À supposer que la faim, la maladie et la guerre soient définitivement bannies de notre planète, à quel genre de bonheur les hommes accéderont-ils ? On n'a pas oublié la réponse à la fois brillante et accablante qu'Aldous Huxley a donnée à cette question dans Le Meilleur des mondes. Le tableau de cette humanité conditionnée, anesthésiée, diminuée, bref abrutie par les « miracles » de la science et de la technique, pouvait faire croire qu'Huxley entendait tourner le dos résolument à l'avenir. Or voici que, dans un nouveau roman, il nous peint une société située dans un avenir éloigné dont l'éthique constituerait une réussite humaine idéale. Une sublimation de l'esprit et du corps obtenue par une méthode qui tire la quintessence aussi bien de la philosophie occidentale que de la sagesse orientale et des enseignements de la physiologie et de la chimie conduit à « l'ultime lumière », à la « félicité lumineuse ». A un stade ultérieur, l'absorption d'une drogue à base de champignons permet à l'être de se fondre avec le cosmos dans une extase supra-humaine.
Mais l'île interdite où se déroule cette sublime expérience est condamnée à une destruction complète.

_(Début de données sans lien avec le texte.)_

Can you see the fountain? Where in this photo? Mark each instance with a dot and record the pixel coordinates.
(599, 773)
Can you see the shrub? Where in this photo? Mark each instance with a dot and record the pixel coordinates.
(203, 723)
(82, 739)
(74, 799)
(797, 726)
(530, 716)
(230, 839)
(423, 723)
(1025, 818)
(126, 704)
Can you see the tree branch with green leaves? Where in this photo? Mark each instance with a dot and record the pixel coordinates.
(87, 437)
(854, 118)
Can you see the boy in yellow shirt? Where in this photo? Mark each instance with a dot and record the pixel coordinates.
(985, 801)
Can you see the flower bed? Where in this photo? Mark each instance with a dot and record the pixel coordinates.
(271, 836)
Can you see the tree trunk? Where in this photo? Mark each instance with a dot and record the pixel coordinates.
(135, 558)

Si nous pénétrons son secret à la suite d'un journaliste, c'est pour assister à la découverte d'un gisement de pétrole qui va amener le retour du « progrès » et obliger les adeptes de la nouvelle religion à se disperser.

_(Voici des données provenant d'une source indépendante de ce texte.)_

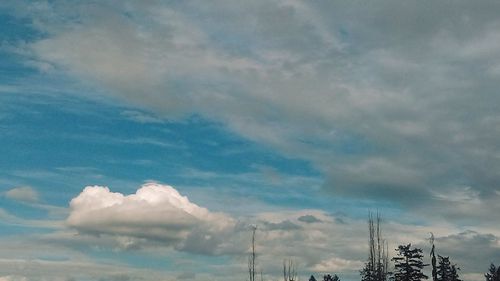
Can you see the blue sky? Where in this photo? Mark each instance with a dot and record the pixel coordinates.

En dépit de ces vicissitudes, le nouveau roman d'Aldous Huxley ajoute à la sombre construction du Meilleur des mondes une aile lumineuse et aérée. Ses dernières méditations et les expériences récentes auxquelles il s'est livré ont appris à l'auteur qu'il existe un état supérieur auquel il n'est pas chimérique de vouloir accéder. Et ce n'est pas le moindre paradoxe du grand sceptique anglais que son dernier roman soit enmême temps un livre de vie et de salut.